The notion of squared gradient operator is implicitly used by Bally at al in [4]. The latter paper was one of the motivations to write the present paper with an emphasis on the squared gradient operator. In addition, our results are presented in such a way that the state space of the underlying Markov process, which in most of the other papers on BSDEs is supposed to be Rn, can be any diffusion with an abstract state space, which throughout our text is denoted by E. In fact in the existing literature the underlying Markov process is a (strong) solution of a (forward) stochastic Differential equation: see, e.g., [4], [8] and [7] and [19]. For more on this see Remark 2.9 below. In particular our results are applicable in case the Markov process under consideration is Brownian motion on a Riemannian manifold.

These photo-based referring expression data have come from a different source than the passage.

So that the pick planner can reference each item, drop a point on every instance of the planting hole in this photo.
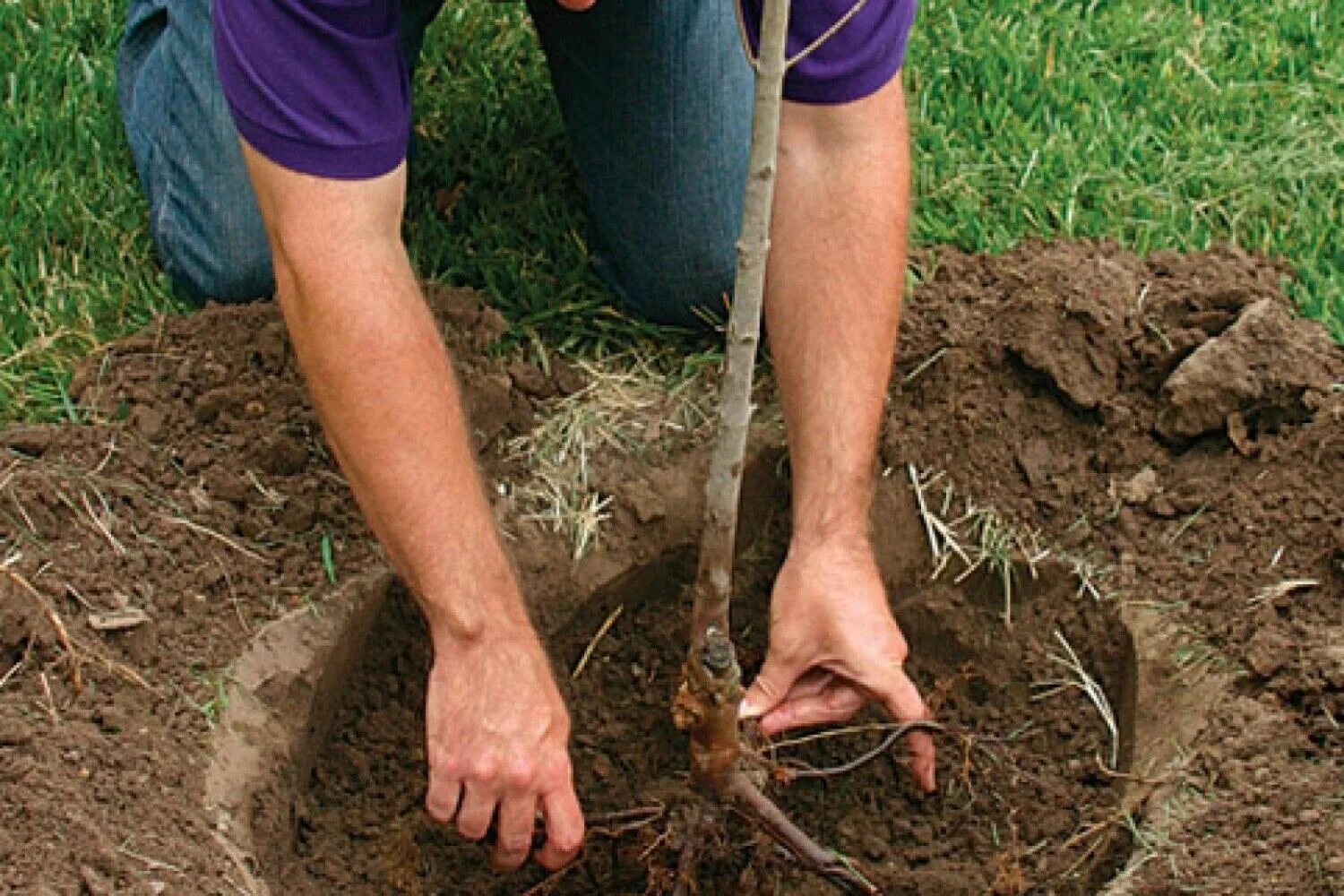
(1029, 793)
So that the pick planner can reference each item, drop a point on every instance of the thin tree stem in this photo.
(714, 684)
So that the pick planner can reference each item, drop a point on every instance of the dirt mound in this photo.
(1164, 426)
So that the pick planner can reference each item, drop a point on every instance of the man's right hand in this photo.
(497, 747)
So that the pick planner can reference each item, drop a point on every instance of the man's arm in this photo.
(390, 408)
(832, 308)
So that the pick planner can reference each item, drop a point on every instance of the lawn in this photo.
(1161, 125)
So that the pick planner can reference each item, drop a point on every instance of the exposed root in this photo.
(757, 807)
(895, 734)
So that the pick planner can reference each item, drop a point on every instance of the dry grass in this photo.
(626, 409)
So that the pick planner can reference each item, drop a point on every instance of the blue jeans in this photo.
(656, 96)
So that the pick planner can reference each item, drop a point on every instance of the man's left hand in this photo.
(835, 646)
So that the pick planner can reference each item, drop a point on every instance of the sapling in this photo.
(711, 688)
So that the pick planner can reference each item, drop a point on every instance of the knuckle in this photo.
(470, 829)
(519, 774)
(556, 769)
(446, 767)
(484, 770)
(567, 842)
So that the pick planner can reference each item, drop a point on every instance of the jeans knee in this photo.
(687, 282)
(215, 261)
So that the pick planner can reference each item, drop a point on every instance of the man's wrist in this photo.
(831, 521)
(476, 605)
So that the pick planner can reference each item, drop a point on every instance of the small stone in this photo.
(567, 378)
(281, 455)
(13, 732)
(96, 883)
(150, 421)
(29, 440)
(530, 379)
(1161, 506)
(1140, 487)
(1268, 651)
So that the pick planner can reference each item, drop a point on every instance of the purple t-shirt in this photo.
(320, 86)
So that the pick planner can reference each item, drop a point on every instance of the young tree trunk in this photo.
(712, 680)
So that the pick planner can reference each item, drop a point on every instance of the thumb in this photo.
(771, 686)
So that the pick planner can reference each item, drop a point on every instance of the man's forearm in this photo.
(833, 298)
(390, 406)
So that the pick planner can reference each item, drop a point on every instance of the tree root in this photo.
(747, 799)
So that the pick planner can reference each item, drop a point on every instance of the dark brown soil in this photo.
(1019, 774)
(1164, 421)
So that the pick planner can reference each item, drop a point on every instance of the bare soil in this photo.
(1164, 426)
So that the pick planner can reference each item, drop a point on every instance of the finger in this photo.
(443, 798)
(771, 685)
(835, 704)
(516, 820)
(476, 810)
(811, 684)
(564, 828)
(903, 702)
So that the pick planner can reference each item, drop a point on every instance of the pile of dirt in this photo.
(1021, 771)
(1164, 425)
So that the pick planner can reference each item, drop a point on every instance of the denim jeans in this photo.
(656, 96)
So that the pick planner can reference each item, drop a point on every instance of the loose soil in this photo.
(1164, 426)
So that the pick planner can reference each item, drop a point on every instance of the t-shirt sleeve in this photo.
(857, 59)
(317, 86)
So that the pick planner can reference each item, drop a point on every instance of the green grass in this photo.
(1163, 125)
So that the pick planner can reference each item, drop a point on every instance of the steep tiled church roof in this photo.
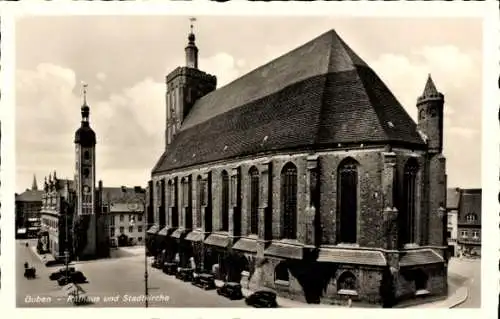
(318, 95)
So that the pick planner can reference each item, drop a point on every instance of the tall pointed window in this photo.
(225, 201)
(347, 198)
(409, 188)
(207, 200)
(289, 200)
(254, 200)
(200, 200)
(186, 191)
(163, 217)
(175, 211)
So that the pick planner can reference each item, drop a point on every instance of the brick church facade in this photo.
(305, 176)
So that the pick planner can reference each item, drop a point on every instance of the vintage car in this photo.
(76, 277)
(61, 272)
(262, 299)
(156, 264)
(170, 268)
(30, 273)
(231, 290)
(204, 281)
(185, 274)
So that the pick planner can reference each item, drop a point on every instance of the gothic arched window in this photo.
(420, 280)
(254, 200)
(347, 198)
(186, 193)
(173, 203)
(347, 281)
(225, 201)
(289, 200)
(471, 217)
(161, 200)
(199, 200)
(409, 192)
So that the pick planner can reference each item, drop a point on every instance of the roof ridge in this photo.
(376, 110)
(324, 93)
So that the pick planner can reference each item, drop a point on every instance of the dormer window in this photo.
(470, 218)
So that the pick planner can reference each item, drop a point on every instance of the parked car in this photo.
(185, 274)
(204, 281)
(76, 277)
(61, 272)
(170, 268)
(231, 290)
(156, 264)
(262, 299)
(30, 273)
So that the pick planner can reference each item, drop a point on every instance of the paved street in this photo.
(122, 277)
(469, 273)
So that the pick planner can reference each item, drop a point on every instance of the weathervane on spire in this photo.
(192, 19)
(84, 85)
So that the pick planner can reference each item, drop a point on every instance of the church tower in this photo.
(430, 123)
(430, 116)
(34, 186)
(85, 141)
(185, 85)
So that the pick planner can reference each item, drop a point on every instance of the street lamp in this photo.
(135, 206)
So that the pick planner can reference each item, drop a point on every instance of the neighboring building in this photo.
(126, 222)
(58, 201)
(306, 176)
(28, 206)
(469, 223)
(452, 199)
(79, 200)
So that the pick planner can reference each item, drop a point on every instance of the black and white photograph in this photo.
(224, 161)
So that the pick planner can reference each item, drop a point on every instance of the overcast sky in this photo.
(124, 60)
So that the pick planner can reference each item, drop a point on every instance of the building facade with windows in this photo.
(452, 200)
(72, 217)
(469, 223)
(28, 211)
(58, 201)
(305, 176)
(126, 224)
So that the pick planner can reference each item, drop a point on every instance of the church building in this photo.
(305, 176)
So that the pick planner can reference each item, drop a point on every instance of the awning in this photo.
(195, 236)
(419, 257)
(246, 244)
(178, 233)
(352, 256)
(285, 250)
(71, 289)
(153, 230)
(164, 231)
(219, 240)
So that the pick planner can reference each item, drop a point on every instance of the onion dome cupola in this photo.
(191, 49)
(85, 136)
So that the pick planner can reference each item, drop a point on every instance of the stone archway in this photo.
(123, 240)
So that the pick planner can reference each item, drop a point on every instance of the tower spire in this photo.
(85, 107)
(84, 86)
(191, 49)
(34, 186)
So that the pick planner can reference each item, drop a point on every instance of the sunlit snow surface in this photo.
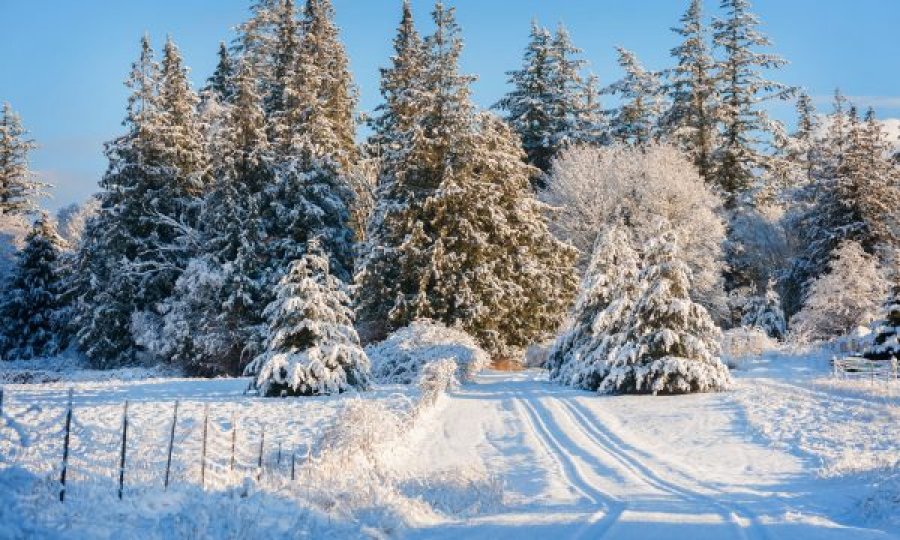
(788, 454)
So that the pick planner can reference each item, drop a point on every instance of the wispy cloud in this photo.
(876, 102)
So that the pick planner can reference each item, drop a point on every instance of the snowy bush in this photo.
(401, 358)
(843, 299)
(745, 342)
(764, 312)
(311, 347)
(436, 379)
(670, 344)
(595, 188)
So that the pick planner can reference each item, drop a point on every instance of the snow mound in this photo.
(401, 358)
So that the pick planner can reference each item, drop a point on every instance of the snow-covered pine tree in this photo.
(135, 247)
(282, 55)
(764, 312)
(529, 105)
(256, 43)
(886, 343)
(311, 347)
(636, 119)
(401, 90)
(315, 151)
(550, 105)
(670, 342)
(743, 89)
(19, 189)
(691, 118)
(213, 319)
(575, 102)
(879, 195)
(579, 356)
(31, 299)
(222, 81)
(456, 235)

Our condition on the generator (or coefficient) of the BSDE f in terms of the squared gradient is very natural. In the Lipschitz context it is more or less optimal. Moreover, our proof of existence is not based on standard regularization methods by using convolution products with smooth functions, but on a homotopy argument due to Crouzeix [11], which seems more direct than the classical approach. We also obtain rather precise quantitative estimates. Only very rudimentary sketches of proofs are given, details will appear elsewhere.